The Alternating Series Test is a useful tool for determining the convergence of series that alternate in sign. This test applies specifically to series that have the form

• \( \sum_{n=0}^{\infty} (-1)^n a_n \)

where each term \( a_n \) is positive.
For the Alternating Series Test to conclude convergence, two conditions must be met:

• **The limit condition:** The limit of the sequence \( a_n \) as \( n \) approaches infinity must be zero: \[ \lim_{n \to \infty} a_n = 0. \]
• **The decreasing condition:** The sequence \( a_n \) must be decreasing, meaning each term is smaller than the previous term. Thus, \[ a_{n+1} \leq a_n \text{ for all } n. \]

If both of these conditions are satisfied, the alternating series converges. However, this convergence is usually conditional, which means it converges due to the alternating nature and not absolutely.

When investigating series, we often need to test for absolute convergence to understand the behavior of the series more comprehensively. A series \( \sum_{n=0}^{\infty} a_n \) is said to converge absolutely if the series formed by taking the absolute values of its terms also converges:

• \[ \sum_{n=0}^{\infty} |a_n| \]

If a series converges absolutely, it means that the series still converges even if all terms were turned positive. Absolute convergence is a stronger form of convergence than conditional convergence.
To check for absolute convergence, we compare the absolute series to a known converging series or use a specific test like the Ratio Test, which is often quite effective.

The Ratio Test is a powerful tool for determining the convergence of a series. It involves looking at the ratio of consecutive terms in the series and is often used when dealing with factorials, exponential terms, or other complex expressions.
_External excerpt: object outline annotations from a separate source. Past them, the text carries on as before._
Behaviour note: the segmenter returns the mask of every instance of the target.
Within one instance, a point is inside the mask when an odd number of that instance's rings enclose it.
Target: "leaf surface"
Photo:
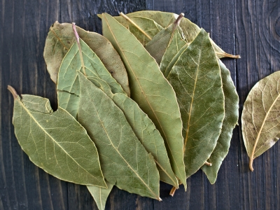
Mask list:
[[[167,78],[180,106],[188,178],[210,157],[225,112],[220,68],[204,29],[181,54]]]
[[[81,39],[80,39],[80,44],[83,57],[80,57],[78,45],[75,42],[62,61],[57,87],[58,105],[67,110],[75,118],[76,118],[80,99],[78,97],[80,84],[76,71],[83,71],[83,65],[87,76],[99,77],[109,84],[113,92],[125,94],[122,87],[111,76],[111,74],[102,62],[90,47]]]
[[[159,65],[160,64],[167,48],[173,39],[174,34],[182,34],[181,38],[182,39],[184,38],[182,29],[179,27],[181,20],[183,17],[183,14],[181,14],[174,22],[172,22],[166,29],[162,30],[155,35],[145,46],[146,50],[155,59],[155,61]]]
[[[163,27],[150,18],[139,16],[128,18],[125,15],[123,15],[124,17],[114,18],[129,29],[143,46],[146,46],[155,34],[163,29]]]
[[[253,172],[253,161],[280,137],[280,71],[258,82],[250,91],[242,111],[242,135]]]
[[[94,144],[64,109],[53,112],[48,99],[22,94],[15,98],[15,136],[30,160],[64,181],[106,188]]]
[[[78,72],[78,120],[94,141],[107,181],[120,189],[160,200],[160,176],[153,158],[138,140],[122,111]]]
[[[96,77],[88,78],[102,90],[122,111],[138,139],[148,153],[153,155],[160,180],[177,188],[178,181],[171,167],[164,140],[147,115],[130,97],[121,93],[113,94],[105,81]]]
[[[125,27],[102,14],[103,34],[112,43],[127,69],[131,97],[148,115],[164,139],[174,174],[186,186],[182,122],[175,93],[155,59]]]
[[[90,194],[93,197],[94,200],[98,209],[99,210],[104,210],[106,202],[107,200],[107,197],[109,195],[114,185],[109,183],[108,181],[106,182],[106,184],[108,186],[108,188],[98,188],[95,186],[87,186],[88,190],[90,191]]]
[[[222,130],[217,145],[207,160],[212,165],[209,167],[204,164],[202,167],[202,169],[211,184],[215,183],[222,162],[228,153],[232,130],[237,125],[239,116],[239,98],[230,72],[220,59],[218,62],[222,76],[223,91],[225,94],[225,119],[223,121]]]
[[[167,27],[170,24],[174,22],[178,18],[178,15],[175,13],[160,12],[160,11],[139,11],[127,14],[128,17],[139,15],[145,17],[153,20],[155,22],[161,25],[162,27]],[[186,36],[186,41],[190,44],[197,36],[198,33],[200,31],[200,28],[188,18],[183,18],[182,21],[180,23],[180,27],[183,30],[183,32]],[[215,49],[218,57],[232,57],[232,58],[240,58],[239,55],[233,55],[228,54],[223,51],[219,46],[218,46],[211,39],[212,45]]]
[[[125,68],[110,42],[103,36],[86,31],[76,27],[79,36],[89,46],[104,63],[113,77],[130,95],[127,74]],[[43,56],[51,79],[57,83],[57,74],[62,59],[75,41],[72,25],[56,21],[50,28],[46,40]]]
To apply the Ratio Test, we examine the series: \( \sum_{n=0}^{\infty} a_n \).
The Ratio Test involves calculating the limit:

• \[ L = \lim_{n \to \infty} \left| \frac{a_{n+1}}{a_n} \right|. \]

Next, interpret the result by:

• If \( L < 1 \), the series converges absolutely.
• If \( L > 1 \) or the limit does not exist, the series diverges.
• If \( L = 1 \), the ratio test is inconclusive, and another method must be used.

This test simplifies the analysis of complicated series, making it easier to determine if and how they converge.